Per questo motivo le convivenze fra anziani richiedono meno negoziazione rispetto ai turni in bagno e più conversazione intorno ai valori condivisi, alle abitudini di ordine, alla capacità di rispettare i silenzi.

Cosa succede quando arriva una difficoltà medica

Un'aspettativa che molti anziani che scelgono questa strada non menzionano subito, ma che emerge rapidamente, riguarda la reciprocità sanitaria. Non nel senso di assistenza medica vera e propria, ma di una maglia di protezione. Se uno non scende per la colazione, qualcun altro se ne accorge. Se è necessario andare al pronto soccorso, c'è qualcuno che potrebbe accompagnare. Se arriva il raffreddore di stagione, c'è chi ti porta la spesa dal negozio.

Questo non è infermieristica, non è badanza. È la cosa che fanno i figli quando puoi, e che molti anziani non hanno nei pressi. O hanno figli lontani, occupati con loro vite, pieni di buone intenzioni ma geograficamente assenti.

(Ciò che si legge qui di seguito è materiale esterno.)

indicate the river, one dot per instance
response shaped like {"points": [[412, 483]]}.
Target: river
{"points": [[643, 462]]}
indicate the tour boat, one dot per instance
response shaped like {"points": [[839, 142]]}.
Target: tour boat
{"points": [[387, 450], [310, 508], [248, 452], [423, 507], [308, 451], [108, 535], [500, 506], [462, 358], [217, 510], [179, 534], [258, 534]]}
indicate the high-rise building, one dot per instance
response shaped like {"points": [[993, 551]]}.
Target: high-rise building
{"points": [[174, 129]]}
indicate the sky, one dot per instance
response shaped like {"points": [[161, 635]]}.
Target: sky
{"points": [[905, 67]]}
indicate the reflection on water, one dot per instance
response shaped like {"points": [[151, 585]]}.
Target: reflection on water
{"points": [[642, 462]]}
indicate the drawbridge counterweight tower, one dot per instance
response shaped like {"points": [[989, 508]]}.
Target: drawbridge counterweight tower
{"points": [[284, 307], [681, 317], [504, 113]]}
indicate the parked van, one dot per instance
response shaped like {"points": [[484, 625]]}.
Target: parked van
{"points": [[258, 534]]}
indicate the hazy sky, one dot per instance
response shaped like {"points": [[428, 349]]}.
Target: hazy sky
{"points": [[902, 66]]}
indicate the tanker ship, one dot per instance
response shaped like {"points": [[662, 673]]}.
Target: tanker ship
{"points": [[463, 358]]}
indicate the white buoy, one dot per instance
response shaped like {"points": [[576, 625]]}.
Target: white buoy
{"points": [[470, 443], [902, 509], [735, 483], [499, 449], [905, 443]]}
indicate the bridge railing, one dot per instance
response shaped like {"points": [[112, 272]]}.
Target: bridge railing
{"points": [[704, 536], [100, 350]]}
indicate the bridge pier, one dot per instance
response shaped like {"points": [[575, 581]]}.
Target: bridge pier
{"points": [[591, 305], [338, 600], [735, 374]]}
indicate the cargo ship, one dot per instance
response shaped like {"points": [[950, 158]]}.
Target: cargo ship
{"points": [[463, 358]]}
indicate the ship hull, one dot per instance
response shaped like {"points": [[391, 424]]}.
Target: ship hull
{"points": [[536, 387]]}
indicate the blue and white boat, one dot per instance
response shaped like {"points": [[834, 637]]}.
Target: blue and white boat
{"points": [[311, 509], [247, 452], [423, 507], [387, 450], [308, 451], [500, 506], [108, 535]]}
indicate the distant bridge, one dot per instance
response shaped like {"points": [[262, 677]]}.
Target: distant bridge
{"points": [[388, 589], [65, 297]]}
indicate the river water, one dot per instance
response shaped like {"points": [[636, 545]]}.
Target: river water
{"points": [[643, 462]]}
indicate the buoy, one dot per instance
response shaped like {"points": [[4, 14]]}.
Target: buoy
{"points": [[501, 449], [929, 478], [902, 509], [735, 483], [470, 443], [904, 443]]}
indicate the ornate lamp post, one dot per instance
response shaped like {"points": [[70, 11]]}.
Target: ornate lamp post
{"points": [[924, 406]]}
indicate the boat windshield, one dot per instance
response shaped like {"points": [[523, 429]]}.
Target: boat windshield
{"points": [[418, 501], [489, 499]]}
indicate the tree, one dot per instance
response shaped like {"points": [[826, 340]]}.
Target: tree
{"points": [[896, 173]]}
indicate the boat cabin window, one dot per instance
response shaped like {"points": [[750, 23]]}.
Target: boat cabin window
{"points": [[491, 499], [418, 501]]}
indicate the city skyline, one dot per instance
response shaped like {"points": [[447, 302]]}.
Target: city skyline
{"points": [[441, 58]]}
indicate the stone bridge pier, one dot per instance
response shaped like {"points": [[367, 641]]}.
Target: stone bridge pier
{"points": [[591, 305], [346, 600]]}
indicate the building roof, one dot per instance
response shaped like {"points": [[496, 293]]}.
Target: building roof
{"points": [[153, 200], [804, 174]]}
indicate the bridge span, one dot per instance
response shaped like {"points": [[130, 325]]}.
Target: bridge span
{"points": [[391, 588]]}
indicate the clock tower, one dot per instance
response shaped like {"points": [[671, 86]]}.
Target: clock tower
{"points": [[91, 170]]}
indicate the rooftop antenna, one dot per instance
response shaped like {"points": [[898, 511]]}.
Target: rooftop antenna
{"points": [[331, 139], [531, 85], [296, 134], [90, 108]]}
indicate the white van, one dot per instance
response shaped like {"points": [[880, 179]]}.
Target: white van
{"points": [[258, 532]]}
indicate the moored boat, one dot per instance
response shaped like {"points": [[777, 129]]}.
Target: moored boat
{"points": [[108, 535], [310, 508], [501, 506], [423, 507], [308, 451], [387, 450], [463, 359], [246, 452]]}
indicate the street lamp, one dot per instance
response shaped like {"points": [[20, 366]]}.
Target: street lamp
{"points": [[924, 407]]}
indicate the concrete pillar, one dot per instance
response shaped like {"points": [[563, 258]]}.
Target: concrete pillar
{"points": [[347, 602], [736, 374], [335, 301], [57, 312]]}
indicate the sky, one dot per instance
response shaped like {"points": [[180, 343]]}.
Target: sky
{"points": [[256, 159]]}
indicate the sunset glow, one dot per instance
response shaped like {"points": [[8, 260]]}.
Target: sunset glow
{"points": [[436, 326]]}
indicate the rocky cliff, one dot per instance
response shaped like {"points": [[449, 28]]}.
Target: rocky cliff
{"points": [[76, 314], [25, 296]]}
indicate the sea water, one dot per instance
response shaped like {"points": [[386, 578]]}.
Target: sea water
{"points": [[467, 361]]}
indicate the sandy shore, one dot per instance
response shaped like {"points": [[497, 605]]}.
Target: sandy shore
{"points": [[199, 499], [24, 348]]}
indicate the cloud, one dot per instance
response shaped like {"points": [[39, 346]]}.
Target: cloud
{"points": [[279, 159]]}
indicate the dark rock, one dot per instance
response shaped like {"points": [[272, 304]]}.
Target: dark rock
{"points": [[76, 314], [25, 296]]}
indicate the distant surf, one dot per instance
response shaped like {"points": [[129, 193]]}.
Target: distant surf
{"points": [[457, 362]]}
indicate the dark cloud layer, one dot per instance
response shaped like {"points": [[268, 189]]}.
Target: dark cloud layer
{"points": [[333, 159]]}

Il fenomeno è ancora minoritario, ma cresce

In paesi come la Danimarca e la Svezia, le co-housing communities per anziani sono strutturate da decenni. In Italia arrivano adesso, spesso per iniziativa privata e dal basso. Pochi comuni hanno sviluppato politiche abitative specifiche per questa fascia di popolazione.

Eppure i numeri suggeriscono che non è una moda passeggera. Gli anziani italiani sono sempre più numerosi, le pensioni non crescono, gli affitti salgono, i figli vivono lontano. Le condizioni che alimentano questa scelta non accenneranno a diminuire nei prossimi anni.

Lucia conclude il nostro colloquio con una considerazione semplice: "Avevo paura che sarebbe stato come tornare in una casa studentesca, invece è completamente diverso. Siamo tre persone che hanno già fatto le loro scelte, che sanno cosa non vuole, che non hanno niente da provare a nessuno. Questo rende tutto più facile".

Non è una soluzione universale, non sostituisce una famiglia presente, non risponde a tutte le vulnerabilità dell'età avanzata. Ma per chi lo sceglie consapevolmente, rappresenta una terza via rispetto all'isolamento domestico o all'ingresso in una struttura. Una via che l'Italia sta iniziando a scoprire.